I don’t know what really happened. Those are the kind of slips that allow this sadness to creep up— that I’m not good enough. I even let go of writing my thoughts down in fear that they weren’t authentic as they used to be. A part of my identity is somewhat at stake.

I feel so small at the moment. So diminished. Guilty. But, I’ll get back at it tomorrow. I’ll make alarms to remember to eat something nutritious, on the table, slowly and mindfully. I’ll have my favourite lemon water tea in the morning. I’ll sleep a little bit better and wake up with energy. I need to commit some focus on my wellbeing and health before it deteriorates, like it once did.

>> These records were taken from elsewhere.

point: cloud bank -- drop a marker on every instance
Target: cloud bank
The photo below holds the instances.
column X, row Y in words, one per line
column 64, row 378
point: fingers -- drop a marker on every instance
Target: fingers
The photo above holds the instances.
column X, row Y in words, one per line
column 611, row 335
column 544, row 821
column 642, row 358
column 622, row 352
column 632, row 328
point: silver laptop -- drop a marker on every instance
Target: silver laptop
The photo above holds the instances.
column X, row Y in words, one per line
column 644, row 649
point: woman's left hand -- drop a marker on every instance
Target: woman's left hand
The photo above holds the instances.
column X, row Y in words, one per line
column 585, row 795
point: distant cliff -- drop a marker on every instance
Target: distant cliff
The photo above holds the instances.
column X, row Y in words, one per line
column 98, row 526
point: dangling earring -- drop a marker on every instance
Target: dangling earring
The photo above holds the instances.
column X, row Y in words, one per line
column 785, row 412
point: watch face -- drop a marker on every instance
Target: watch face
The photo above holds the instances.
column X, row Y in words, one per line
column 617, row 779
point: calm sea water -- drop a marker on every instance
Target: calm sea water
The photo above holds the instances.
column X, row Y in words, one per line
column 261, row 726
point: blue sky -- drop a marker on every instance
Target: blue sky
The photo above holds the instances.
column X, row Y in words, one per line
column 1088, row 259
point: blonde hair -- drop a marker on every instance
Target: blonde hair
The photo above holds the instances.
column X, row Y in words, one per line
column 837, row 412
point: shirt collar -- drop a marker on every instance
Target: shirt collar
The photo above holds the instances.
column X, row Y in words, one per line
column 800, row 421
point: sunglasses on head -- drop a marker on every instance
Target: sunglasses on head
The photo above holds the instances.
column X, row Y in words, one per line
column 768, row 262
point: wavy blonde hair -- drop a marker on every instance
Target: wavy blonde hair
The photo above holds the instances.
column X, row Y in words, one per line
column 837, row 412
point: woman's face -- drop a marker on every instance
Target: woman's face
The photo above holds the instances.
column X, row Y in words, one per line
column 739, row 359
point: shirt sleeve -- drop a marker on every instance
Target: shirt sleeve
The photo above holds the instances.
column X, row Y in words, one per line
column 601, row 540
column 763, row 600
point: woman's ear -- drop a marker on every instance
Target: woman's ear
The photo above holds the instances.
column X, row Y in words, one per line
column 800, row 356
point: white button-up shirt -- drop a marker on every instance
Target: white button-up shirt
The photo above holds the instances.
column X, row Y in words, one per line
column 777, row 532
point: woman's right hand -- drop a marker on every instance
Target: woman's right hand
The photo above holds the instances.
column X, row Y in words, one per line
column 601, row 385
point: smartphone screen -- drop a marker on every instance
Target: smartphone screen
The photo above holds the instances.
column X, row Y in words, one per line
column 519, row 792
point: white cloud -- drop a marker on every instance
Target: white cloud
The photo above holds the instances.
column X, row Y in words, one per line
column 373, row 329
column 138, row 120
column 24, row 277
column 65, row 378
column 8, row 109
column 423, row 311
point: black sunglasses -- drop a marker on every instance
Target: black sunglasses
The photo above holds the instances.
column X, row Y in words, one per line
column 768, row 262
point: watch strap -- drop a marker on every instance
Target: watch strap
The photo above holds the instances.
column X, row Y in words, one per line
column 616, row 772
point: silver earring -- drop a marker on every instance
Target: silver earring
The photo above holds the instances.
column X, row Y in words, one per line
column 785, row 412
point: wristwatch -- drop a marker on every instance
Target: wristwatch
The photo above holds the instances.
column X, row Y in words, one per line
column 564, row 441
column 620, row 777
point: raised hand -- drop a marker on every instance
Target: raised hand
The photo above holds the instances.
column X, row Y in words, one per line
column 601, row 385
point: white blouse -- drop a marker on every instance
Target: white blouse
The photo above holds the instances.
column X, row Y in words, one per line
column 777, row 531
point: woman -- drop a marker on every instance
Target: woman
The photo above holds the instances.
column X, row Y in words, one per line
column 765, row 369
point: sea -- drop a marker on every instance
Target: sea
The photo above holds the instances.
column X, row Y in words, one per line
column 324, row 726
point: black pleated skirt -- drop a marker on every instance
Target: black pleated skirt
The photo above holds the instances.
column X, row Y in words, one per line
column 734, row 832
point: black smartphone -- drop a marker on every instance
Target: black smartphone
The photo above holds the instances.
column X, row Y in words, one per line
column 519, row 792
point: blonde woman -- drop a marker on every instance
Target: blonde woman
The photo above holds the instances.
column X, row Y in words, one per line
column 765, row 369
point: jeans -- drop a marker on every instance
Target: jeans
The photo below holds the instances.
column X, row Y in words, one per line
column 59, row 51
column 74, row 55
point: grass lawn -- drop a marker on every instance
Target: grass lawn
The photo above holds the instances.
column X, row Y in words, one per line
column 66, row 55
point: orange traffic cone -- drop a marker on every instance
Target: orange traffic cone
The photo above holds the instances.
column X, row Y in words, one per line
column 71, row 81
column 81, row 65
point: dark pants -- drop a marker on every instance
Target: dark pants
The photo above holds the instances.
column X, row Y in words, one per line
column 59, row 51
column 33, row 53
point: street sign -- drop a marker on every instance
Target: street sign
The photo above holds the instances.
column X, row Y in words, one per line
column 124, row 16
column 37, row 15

Now I can admit that the downfall I experienced with my health a few years ago is all rooted within the fact that I didn’t believe I deserved care. I didn’t believe I was human— a shell covering a soul, that still needed to be looked after. It needs so little, just some commitment and love. That’s all.

I must not be so careless, I think. I’m going to develop a self-care ritual as soon as possible. I’m sure it will help. In the end, I forgive myself for failing this time. It needs practice, to make self-care a habit, to embed it in my existence.

I’m working on it, even though it’s formidably irresistible to lapse and creep backwards but feel within I know that there is only one way— it goes forward, and it’s beautiful.